Thirteen (13) out of above 15 genes under positive directional selection showed both positive balancing and directional selections (Table 3) and these genes includes the vaccine candidate gene SURF4.2 on chromosome 4 and CLAG8 (cytoadherence linked asexual protein 8) on chromosome 8 [36].
Table 3: Genes under both recent positive directional selection and balancing selection in Ethiopian P. falciparum populations.
Interestingly, our analysis failed to detect selection signals in drug-resistance genes such as pfcrt, pfmdr1, pfdhfr, and pfdhps. The reason could be that IHS may not be suitable for detecting positive selection for those SNPs that have reached or are near fixation in the local P. falciparum population [34].
Prevalence of mutations conferring antimalarial drug resistance in Plasmodium falciparum
Table 4 shows inter-population differences in the prevalence of drug resistance genes observed among the P. falciparum global datasets analyzed. In tandem with previous studies [20,37] that suggest temporal differences in the geographical distribution of antimalarial drug resistance mutations, we observed that CQ-resistance alleles (pfcrt-K76T, pfcrt-A220S and pfcrt-Q271E) were fixed in Ethiopia, Cambodia, and Thailand, regions where malaria transmission rates are comparably low; however, the prevalence of these same alleles were 0% in Malawi and ranged from 66% to 72% in DR Congo.
Similarly, drug resistance mutations in pfmdr1 (pfmdr1-N86Y and pfmdr1-Y184F) were also variable among populations. For instance, the Ethiopian parasite population showed presence of 14% pfmdr1-N86Y and 100% pfmdr1-Y184F gene mutations, whereas pfmdr1-N86Y detected in 48% of DR Congo isolates and in 3% of Malawi’s. In addition, pfmdr1-Y184F drug resistance marker was detected in 58% of P. falciparum population in Cambodia, 32% in DR Congo, 35% in Malawi, and 6% in Thailand’s parasite isolates.
Sulfadoxine/pyrimethamine drug resistance mutations were also present in pfdhfr and pfdhps genes in all analyzed P. falciparum populations.

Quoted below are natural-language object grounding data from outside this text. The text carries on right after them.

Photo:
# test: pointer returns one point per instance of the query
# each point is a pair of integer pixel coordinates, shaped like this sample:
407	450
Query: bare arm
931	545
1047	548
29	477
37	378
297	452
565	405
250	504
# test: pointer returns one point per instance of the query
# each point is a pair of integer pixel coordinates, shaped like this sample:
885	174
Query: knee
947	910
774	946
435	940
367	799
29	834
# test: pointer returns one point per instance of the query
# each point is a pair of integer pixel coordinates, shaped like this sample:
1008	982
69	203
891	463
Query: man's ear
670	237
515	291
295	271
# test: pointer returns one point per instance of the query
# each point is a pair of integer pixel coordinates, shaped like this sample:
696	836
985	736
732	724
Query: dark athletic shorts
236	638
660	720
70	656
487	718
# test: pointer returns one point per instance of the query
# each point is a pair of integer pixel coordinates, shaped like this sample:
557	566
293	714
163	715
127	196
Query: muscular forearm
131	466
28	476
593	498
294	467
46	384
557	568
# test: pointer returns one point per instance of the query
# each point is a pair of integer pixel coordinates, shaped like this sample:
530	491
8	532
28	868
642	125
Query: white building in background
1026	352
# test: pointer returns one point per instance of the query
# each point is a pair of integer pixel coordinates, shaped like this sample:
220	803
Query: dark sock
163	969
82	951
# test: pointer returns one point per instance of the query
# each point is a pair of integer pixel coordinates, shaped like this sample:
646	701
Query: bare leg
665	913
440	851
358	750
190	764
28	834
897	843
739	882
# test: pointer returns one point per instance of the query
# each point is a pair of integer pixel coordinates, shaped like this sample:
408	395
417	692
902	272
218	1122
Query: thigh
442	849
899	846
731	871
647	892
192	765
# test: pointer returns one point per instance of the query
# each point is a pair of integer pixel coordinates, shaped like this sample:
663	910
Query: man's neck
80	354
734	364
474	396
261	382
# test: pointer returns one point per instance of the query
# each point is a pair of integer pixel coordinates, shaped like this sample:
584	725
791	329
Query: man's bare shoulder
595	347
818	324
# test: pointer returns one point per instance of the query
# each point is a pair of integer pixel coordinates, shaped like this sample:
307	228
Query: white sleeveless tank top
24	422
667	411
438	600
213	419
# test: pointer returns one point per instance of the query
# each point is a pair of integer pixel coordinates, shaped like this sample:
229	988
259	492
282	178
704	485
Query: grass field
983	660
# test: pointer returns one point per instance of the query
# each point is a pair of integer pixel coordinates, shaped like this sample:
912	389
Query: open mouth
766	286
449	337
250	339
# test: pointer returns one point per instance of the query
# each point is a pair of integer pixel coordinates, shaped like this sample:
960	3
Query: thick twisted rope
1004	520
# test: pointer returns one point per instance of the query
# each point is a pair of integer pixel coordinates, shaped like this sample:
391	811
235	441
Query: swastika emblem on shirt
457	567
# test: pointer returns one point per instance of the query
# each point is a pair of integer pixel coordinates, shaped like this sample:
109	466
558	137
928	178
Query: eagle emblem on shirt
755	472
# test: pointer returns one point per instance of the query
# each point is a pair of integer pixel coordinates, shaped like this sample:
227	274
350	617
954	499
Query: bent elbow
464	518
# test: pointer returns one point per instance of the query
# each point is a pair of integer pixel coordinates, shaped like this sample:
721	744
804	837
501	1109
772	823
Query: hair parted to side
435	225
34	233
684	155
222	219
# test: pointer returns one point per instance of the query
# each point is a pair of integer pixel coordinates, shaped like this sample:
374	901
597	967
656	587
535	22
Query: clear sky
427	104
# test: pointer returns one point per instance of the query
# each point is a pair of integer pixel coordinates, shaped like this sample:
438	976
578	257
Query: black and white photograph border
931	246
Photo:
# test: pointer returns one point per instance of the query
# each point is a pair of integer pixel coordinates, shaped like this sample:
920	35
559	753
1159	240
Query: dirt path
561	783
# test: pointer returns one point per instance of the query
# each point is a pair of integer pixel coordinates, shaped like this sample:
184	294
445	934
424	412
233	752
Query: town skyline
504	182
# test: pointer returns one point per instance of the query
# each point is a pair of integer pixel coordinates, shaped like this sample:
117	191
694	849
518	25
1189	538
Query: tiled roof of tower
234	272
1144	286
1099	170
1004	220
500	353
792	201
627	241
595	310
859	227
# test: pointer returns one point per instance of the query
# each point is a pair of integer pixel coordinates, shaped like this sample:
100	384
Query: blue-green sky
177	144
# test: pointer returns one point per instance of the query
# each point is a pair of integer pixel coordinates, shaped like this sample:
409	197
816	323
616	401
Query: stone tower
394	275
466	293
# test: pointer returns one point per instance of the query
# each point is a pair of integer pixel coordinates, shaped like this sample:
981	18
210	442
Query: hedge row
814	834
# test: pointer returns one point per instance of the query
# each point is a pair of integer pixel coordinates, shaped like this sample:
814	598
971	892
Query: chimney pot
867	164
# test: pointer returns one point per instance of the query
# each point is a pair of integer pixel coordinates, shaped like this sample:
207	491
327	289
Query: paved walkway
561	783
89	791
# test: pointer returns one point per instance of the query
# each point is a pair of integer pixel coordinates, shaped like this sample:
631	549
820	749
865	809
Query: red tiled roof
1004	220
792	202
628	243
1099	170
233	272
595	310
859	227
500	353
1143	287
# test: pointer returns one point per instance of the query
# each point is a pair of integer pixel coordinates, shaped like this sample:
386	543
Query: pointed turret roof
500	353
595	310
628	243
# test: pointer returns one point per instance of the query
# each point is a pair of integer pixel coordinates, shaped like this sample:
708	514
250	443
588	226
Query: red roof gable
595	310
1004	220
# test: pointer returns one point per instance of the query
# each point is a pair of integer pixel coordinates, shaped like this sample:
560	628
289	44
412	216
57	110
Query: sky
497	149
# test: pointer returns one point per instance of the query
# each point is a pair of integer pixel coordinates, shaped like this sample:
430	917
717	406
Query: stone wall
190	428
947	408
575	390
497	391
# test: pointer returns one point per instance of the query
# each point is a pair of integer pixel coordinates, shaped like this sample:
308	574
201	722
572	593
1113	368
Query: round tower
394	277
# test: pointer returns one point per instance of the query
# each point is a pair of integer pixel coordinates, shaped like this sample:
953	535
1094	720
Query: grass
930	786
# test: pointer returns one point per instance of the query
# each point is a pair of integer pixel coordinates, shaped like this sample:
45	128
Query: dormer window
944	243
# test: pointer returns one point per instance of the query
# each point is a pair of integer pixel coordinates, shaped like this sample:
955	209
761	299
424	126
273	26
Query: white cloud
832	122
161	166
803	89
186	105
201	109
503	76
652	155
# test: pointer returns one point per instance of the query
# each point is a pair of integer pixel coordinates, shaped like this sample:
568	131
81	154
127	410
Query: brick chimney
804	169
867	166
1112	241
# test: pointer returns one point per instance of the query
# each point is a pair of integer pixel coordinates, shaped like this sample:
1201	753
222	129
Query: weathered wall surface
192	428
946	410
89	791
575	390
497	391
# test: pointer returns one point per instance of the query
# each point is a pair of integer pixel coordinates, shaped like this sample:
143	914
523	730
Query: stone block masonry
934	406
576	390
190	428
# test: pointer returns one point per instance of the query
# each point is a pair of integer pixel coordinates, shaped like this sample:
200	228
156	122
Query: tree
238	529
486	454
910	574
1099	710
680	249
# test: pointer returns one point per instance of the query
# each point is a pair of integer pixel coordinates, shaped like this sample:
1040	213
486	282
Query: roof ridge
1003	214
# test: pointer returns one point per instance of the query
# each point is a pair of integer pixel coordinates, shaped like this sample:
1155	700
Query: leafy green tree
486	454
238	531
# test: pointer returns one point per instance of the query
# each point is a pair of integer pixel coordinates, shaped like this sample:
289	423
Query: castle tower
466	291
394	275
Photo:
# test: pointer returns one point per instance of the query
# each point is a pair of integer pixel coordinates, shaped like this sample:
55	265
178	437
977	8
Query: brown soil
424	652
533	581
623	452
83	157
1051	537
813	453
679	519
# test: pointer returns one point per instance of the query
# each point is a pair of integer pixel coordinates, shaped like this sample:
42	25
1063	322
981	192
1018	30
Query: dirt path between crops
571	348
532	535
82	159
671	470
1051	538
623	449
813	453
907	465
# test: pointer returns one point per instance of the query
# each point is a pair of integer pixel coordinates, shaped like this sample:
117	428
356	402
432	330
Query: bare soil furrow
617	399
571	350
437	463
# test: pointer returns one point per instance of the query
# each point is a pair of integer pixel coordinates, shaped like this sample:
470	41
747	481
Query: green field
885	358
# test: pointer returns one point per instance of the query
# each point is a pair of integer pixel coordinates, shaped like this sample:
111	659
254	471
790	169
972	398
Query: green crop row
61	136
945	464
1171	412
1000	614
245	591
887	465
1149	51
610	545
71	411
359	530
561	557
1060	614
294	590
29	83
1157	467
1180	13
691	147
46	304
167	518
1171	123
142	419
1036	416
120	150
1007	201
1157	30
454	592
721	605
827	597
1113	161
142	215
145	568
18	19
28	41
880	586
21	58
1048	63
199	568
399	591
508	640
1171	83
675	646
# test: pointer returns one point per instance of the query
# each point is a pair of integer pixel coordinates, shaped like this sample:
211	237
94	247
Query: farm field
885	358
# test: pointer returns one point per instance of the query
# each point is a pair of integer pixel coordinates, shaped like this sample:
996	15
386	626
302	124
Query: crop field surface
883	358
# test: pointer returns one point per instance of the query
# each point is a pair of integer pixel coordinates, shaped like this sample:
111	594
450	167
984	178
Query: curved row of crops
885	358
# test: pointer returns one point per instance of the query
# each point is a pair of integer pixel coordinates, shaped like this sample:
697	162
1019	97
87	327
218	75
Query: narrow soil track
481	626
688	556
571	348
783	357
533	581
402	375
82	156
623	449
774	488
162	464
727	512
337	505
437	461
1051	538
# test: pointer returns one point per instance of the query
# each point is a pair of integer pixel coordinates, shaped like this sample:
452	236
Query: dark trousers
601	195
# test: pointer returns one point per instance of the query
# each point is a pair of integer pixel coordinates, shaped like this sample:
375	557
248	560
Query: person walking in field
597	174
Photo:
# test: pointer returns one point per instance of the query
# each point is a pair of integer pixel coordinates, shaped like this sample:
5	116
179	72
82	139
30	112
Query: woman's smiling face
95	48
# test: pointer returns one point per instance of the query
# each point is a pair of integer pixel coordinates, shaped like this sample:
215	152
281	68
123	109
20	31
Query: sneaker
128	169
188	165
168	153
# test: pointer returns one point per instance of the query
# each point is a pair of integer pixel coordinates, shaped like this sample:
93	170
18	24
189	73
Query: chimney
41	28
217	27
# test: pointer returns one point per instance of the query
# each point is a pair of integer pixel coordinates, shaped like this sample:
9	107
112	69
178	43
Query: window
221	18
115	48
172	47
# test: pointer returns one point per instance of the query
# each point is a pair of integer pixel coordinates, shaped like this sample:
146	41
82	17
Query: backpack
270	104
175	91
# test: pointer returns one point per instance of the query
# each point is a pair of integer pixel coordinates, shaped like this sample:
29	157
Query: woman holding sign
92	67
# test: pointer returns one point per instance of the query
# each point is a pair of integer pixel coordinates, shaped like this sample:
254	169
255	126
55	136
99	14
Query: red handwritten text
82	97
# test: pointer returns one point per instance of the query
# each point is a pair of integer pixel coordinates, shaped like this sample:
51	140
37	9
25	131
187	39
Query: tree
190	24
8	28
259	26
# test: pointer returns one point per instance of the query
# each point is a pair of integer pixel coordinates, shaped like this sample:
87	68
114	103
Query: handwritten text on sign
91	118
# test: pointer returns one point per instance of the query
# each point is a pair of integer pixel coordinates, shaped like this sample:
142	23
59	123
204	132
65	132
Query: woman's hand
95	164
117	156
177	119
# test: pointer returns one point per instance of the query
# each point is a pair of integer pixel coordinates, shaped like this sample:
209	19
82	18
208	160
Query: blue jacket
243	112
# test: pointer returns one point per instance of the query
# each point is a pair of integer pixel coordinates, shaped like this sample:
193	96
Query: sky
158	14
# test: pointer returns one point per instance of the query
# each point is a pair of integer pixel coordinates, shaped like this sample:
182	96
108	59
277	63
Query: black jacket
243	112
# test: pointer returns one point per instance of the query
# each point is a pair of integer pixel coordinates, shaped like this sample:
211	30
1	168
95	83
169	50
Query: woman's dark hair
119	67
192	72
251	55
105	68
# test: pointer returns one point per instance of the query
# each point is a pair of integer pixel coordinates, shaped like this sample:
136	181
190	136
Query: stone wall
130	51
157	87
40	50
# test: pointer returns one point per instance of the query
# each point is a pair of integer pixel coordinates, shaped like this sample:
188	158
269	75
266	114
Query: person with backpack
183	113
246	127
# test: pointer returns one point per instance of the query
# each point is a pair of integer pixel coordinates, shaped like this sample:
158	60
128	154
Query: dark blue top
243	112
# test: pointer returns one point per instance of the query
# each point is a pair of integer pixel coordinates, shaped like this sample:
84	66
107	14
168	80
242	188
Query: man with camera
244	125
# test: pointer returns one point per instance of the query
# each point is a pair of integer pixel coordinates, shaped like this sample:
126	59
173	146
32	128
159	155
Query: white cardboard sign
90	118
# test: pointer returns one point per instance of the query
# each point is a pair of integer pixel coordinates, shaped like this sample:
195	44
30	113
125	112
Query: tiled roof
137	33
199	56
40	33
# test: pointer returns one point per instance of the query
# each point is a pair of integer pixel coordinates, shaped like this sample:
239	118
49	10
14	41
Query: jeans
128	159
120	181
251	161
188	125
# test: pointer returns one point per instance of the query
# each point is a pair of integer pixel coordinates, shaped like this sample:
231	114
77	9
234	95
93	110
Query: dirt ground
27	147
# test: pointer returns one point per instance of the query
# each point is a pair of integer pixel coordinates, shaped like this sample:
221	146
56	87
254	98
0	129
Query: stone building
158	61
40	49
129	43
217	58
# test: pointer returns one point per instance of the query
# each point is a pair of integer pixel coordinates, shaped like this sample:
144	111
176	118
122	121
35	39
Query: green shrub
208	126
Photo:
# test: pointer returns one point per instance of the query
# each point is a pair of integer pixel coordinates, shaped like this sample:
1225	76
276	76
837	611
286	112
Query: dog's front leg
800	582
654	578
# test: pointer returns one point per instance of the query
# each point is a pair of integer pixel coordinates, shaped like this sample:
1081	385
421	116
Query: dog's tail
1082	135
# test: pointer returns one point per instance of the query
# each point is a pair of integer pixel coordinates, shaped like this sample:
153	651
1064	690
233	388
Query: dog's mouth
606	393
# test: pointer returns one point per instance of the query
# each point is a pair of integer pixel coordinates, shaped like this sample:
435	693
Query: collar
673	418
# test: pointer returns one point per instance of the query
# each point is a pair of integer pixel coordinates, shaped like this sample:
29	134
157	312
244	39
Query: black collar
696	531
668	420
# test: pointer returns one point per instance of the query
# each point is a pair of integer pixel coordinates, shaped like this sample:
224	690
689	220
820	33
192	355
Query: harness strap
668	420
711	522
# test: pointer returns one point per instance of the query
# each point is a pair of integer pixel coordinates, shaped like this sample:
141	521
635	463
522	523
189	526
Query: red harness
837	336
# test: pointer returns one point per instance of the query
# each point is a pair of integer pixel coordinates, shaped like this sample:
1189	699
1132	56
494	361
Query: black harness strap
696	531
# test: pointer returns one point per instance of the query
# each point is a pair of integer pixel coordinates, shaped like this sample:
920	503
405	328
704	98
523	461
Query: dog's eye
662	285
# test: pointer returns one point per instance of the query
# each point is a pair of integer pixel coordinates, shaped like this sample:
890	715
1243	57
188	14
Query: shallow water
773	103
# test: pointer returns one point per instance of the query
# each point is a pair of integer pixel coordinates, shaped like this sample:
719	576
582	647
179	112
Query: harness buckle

The major pyrimethamine resistance-conferring alleles such as pfdhfr-N51I and pfdhfr-C59R were also identified in all parasite populations with fixed or near fixation in frequency. pfdhfr-S108N was fixed in other P. falciparum populations, except in Ethiopia’s. Variable prevalence of drug resistance-conferring alleles was also observed in pfdhps (pfdhps-S436A, pfdhps-G437A, pfdhps-K540N, and pfdhps-A581G), for the parent drug sulfadoxine resistance.
Table 4: Drug resistance conferring allele’s frequency across the 5 P. falciparum populations
In terms of artemisinin resistance, the African population-specific Pfk13-K189T mutation was observed in Ethiopia (in 20% of the samples), DR Congo (17%), and Malawi (13%). This mutation was previously identified in African P. falciparum populations [20,37]. As previously reported [8] the validated and most characterized artemisinin resistance-conferring mutation pfK13-C580Y was identified in Cambodia (36% of the samples) as well as in Thailand (26%), but not in Africa.